Tuesday, March 07, 2017

Farm Surveillance


The Colonel thinks his phone has been tapped.

He also thinks someone is following his participation in FaceBook posts and discussions.

The worst part is the Colonel has strong suspicions that this surveillance is being conducted at the behest of, if not in-person by, someone very close to him.

Yep.  The comely and kind-hearted Miss Brenda is spying on the Colonel.

The evidence is just too clear and voluminous for the Colonel to come to any other conclusion.  He wants to believe that his bride of four decades would not trample on his rights so egregiously, but there's just no other way to interpret the evidence.   At least no other way the Colonel can cobble together enough brain cells to conclude.

He's said it before, and it bears repeating, the Colonel ain't smart and you can't make him.  But, it don't take a whole heap of smarts, nor a very sharp crayon, to connect the dots in this case.   

For example, every time the Colonel posts something on FaceBook about the commencement of a labor-intensive infrastructure project aboard the Colonel's vast holdings here at the shallow northern end of deep southern nowhere, the comely and kind-hearted Miss Brenda suddenly makes herself scarcer than a government worker at an ethics rally.  How does she know that the Colonel's keen supervisory skills are about to be brought to bear?
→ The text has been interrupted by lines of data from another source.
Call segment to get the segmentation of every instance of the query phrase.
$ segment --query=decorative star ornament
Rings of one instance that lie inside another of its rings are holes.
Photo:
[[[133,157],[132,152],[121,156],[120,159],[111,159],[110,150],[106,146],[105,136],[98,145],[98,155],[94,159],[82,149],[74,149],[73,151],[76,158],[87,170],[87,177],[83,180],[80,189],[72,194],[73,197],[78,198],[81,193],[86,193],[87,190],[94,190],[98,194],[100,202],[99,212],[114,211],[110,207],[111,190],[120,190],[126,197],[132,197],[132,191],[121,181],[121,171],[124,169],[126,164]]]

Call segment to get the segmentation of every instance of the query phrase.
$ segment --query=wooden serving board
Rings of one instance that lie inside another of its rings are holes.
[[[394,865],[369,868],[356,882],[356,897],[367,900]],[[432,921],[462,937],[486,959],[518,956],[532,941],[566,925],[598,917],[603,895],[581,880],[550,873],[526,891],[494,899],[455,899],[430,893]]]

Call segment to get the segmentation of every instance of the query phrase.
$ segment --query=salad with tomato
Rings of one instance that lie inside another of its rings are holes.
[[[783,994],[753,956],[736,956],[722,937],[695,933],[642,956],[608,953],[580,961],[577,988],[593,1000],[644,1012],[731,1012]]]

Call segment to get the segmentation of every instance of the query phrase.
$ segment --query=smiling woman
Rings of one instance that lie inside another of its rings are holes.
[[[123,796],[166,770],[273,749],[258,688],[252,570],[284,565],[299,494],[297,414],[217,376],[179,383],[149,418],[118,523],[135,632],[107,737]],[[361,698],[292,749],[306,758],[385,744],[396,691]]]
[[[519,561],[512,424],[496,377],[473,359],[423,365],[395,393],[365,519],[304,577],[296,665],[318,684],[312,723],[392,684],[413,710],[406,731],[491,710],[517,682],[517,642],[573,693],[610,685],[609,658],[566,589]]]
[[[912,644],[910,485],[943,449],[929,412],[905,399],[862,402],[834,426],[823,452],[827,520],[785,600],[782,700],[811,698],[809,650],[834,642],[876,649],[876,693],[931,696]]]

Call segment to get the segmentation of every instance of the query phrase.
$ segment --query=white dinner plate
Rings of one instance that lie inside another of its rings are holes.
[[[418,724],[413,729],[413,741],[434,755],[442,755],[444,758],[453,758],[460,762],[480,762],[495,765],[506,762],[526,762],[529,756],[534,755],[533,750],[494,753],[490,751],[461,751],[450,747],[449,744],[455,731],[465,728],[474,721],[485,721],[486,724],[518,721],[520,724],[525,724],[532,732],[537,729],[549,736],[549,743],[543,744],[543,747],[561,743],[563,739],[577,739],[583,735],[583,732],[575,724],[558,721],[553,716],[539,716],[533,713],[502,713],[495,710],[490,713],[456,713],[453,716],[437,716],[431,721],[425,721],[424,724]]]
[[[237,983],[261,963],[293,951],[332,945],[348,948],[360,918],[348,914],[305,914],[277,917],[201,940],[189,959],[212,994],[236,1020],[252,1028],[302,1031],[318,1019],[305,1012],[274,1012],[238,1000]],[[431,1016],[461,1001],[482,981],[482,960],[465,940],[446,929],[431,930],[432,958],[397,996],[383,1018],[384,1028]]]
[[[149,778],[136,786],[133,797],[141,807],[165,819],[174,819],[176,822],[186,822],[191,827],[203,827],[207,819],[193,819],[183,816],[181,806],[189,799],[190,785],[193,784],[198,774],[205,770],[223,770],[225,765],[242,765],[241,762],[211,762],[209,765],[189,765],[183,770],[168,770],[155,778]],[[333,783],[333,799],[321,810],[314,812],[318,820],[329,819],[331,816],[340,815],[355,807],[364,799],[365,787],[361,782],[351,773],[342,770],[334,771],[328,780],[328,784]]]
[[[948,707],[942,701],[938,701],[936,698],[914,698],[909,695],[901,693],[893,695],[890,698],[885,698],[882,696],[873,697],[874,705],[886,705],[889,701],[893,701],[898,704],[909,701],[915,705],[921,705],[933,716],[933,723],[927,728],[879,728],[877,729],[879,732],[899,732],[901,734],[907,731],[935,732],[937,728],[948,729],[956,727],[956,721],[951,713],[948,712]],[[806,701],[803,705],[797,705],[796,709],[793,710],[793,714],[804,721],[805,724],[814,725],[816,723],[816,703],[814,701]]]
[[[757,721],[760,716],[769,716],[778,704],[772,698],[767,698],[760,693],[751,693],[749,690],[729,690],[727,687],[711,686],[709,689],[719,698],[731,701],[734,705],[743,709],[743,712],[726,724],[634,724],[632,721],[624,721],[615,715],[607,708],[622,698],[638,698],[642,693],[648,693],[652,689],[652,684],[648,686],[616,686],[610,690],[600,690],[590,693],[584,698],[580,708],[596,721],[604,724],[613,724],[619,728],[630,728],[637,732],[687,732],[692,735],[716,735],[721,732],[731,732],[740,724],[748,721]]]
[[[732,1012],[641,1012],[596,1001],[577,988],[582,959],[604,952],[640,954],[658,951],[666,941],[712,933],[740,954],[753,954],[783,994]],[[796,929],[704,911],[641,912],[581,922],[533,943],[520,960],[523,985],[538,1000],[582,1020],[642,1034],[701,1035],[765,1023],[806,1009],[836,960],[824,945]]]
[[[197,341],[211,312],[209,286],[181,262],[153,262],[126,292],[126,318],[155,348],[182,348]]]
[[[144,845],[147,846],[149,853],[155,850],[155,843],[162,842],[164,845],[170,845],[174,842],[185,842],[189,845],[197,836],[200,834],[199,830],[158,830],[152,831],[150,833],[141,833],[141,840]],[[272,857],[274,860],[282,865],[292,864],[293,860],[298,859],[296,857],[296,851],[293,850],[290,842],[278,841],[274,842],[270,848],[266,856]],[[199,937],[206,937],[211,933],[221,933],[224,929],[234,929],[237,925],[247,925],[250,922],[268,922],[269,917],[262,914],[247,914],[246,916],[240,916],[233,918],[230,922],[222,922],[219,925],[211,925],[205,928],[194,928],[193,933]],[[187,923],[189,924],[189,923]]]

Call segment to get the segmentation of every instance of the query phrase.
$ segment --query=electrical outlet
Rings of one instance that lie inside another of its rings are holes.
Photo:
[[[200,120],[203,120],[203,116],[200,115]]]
The comely and kind-hearted Miss Brenda is spying on the Colonel.

Further, the Colonel thinks the comely and kind-hearted Miss Brenda is employing some sort of advanced smart-phone application that alerts her whenever the Colonel accesses the camera application on his phone.  The Colonel would like to document the comely and kind-hearted Miss Brenda in action, but the second he even momentarily diverts his supervisory attention to thumb open the camera application on his phone, she drops her tools and vanishes faster than a conventioner's morals in Vegas.
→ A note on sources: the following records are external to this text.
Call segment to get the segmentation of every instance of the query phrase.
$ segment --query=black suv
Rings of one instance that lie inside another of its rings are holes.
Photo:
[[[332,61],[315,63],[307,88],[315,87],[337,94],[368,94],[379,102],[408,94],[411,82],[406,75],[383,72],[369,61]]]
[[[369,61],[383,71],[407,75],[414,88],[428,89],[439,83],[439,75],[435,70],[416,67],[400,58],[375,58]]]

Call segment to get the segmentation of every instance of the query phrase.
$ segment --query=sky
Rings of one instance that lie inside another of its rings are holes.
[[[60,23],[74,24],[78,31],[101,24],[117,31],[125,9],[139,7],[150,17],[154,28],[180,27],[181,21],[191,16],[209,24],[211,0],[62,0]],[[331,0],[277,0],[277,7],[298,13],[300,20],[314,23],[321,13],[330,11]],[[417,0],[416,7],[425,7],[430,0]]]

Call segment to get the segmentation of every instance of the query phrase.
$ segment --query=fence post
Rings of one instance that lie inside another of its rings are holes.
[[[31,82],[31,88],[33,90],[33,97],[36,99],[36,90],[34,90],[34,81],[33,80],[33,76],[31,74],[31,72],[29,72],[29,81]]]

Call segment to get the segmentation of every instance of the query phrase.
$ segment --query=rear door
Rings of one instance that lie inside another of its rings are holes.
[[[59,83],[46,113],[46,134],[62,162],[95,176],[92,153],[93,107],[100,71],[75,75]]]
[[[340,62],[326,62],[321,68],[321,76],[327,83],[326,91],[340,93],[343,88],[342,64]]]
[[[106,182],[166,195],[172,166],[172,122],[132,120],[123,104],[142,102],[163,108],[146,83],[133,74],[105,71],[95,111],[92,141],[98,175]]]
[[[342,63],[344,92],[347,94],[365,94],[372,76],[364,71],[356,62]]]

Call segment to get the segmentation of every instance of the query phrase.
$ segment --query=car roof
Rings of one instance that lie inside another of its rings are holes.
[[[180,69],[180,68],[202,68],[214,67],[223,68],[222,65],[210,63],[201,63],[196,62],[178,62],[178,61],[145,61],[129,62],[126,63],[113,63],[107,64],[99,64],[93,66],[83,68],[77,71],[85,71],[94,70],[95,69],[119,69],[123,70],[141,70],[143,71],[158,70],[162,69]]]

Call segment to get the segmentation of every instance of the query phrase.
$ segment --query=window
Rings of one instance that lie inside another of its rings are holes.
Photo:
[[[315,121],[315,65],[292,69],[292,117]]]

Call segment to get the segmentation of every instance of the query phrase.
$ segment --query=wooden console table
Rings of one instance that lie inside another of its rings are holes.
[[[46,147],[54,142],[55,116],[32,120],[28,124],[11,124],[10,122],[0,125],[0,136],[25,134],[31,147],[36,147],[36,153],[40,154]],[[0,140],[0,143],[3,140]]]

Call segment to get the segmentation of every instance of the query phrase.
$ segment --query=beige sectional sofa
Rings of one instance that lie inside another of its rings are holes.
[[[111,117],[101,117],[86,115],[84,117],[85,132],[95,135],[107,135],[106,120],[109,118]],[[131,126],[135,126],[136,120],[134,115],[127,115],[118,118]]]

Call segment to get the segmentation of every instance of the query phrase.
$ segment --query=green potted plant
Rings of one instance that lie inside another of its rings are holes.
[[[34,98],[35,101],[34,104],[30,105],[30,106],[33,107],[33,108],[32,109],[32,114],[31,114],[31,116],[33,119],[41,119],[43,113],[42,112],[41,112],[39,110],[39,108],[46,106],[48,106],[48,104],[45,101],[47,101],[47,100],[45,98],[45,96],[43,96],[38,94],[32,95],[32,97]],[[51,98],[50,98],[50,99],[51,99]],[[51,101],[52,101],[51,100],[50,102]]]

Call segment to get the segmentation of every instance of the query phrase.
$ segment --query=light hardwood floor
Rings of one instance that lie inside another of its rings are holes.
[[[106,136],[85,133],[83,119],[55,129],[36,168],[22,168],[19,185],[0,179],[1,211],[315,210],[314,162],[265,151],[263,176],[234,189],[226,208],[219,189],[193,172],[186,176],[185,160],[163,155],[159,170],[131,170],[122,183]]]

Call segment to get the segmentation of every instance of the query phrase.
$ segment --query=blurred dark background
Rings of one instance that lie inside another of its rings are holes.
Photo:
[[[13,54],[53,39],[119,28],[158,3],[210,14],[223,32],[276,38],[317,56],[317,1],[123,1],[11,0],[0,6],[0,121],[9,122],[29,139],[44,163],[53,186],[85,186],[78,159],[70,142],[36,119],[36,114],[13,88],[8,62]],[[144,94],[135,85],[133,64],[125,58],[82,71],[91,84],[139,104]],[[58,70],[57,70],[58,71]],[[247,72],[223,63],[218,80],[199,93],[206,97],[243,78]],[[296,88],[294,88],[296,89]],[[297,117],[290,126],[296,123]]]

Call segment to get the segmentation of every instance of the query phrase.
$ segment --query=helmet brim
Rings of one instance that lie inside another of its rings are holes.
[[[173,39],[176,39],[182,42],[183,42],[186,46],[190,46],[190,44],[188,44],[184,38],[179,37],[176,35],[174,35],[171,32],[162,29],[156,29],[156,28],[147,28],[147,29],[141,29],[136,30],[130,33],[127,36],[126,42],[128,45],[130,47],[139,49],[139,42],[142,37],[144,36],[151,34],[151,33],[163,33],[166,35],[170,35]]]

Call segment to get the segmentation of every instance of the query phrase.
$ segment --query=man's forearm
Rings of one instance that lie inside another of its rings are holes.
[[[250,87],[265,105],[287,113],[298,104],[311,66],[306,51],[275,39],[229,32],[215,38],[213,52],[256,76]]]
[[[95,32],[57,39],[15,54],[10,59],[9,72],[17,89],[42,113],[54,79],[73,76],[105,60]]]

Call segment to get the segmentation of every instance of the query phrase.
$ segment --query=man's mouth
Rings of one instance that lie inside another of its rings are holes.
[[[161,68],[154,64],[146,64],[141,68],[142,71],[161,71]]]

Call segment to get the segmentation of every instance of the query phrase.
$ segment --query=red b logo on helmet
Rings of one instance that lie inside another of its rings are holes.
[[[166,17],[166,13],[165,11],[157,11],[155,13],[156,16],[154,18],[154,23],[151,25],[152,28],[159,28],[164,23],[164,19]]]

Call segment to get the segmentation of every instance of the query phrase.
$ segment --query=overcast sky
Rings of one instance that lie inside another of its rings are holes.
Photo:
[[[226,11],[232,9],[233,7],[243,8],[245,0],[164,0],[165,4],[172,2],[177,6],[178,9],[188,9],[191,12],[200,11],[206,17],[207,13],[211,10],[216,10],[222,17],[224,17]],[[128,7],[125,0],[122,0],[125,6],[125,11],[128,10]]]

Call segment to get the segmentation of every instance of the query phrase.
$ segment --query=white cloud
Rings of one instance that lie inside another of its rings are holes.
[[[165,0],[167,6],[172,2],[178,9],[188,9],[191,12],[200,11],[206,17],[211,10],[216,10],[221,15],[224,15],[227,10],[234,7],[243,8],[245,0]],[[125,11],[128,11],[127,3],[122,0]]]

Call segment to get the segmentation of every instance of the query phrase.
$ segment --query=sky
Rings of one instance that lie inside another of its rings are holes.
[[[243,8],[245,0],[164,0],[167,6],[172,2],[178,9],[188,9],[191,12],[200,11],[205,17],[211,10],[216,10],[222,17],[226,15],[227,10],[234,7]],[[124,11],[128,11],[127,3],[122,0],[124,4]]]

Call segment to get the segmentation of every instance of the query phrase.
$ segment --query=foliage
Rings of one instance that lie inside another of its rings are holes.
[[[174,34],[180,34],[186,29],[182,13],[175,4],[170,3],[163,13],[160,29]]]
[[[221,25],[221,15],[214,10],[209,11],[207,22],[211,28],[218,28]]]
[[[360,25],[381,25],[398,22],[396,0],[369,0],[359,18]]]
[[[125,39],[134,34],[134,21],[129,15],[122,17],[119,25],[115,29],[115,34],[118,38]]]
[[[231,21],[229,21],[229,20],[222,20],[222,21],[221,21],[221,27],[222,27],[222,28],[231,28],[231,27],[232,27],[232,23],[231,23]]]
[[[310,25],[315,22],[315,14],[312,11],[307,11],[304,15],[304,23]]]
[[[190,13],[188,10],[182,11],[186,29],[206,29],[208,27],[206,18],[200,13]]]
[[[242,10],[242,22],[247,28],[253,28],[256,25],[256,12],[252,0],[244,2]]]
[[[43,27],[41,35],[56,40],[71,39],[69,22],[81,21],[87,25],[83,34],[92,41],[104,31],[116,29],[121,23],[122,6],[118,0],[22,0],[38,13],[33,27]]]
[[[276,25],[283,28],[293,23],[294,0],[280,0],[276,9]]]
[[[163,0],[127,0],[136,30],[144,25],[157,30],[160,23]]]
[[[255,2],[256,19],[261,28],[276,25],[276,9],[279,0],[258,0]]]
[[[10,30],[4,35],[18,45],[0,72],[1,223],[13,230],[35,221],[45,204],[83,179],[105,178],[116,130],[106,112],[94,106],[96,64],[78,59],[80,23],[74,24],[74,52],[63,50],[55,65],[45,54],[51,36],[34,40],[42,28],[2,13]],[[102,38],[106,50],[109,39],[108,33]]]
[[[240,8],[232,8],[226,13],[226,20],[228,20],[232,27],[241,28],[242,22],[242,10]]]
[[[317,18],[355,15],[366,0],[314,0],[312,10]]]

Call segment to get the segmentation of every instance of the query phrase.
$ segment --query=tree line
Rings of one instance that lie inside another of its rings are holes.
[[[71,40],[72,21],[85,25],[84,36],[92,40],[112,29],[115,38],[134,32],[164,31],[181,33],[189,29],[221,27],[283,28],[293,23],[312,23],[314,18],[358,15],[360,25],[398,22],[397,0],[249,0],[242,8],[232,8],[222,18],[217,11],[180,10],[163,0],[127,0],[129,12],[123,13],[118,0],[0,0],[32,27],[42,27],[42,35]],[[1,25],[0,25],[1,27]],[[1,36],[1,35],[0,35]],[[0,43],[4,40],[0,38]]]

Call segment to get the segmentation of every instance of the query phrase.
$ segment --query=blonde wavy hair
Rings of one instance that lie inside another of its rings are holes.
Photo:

Look, the comely and kind-hearted Miss Brenda is no less intuitive than the average member of her fair gender, but intuition alone is not enough to provide complete situational awareness of the Colonel's very intentions before he even knows them.  The Colonel is predictable, for sure, but this kind of prescience begs credulity. 

It's just too obvious.
  
The comely and kind-hearted Miss Brenda is spying on the Colonel, and the NSA only wishes they were as effective.

The Colonel is even starting to believe that the comely and kind-hearted Miss Brenda has developed her own version of predictive software that allows her to see the future with regard to the Colonel's actions.  The Colonel submits the following regular interrogation conducted by the comely and kind-hearted Miss Brenda whenever the Colonel leaves the Big House.

"Where do you think you're going, knucklehead?"

"Oh, just out to ride Semper Field for a while."

"Semper what?  You mean the smelly old tractor you get stuck in a mud hole every other time you take it out?"

"Uh, yes, dear.  And, the Colonel hasn't gotten it stuck since last week."

"You haven't ridden it since last week, knucklehead.  What field are you going to?"

"North field."

"Be careful."

Did you catch that last remark, dear reader?  That whole 'be careful' thing smacks of a combination lack of confidence in her man and pre cognizance of his actions.

Seriously, how does she know that the Colonel is going to throw any semblance of caution to the winds and drive his rusty red tractor with less situational awareness and more immature idiocy than a college coed in a daddy-bought SUV.  

The comely and kind-hearted Miss Brenda is spying on the Colonel.

She probably sees him walking back from the field and knows what he's gonna say.

"Hey, Babe.  Watcha doin'?"

"Cleaning up after you, as usual, knucklehead.  Where's your tractor?  Did you get it stuck again?"

How does she know?  The Colonel rests his case.

The comely and kind-hearted Miss Brenda is spying on the Colonel.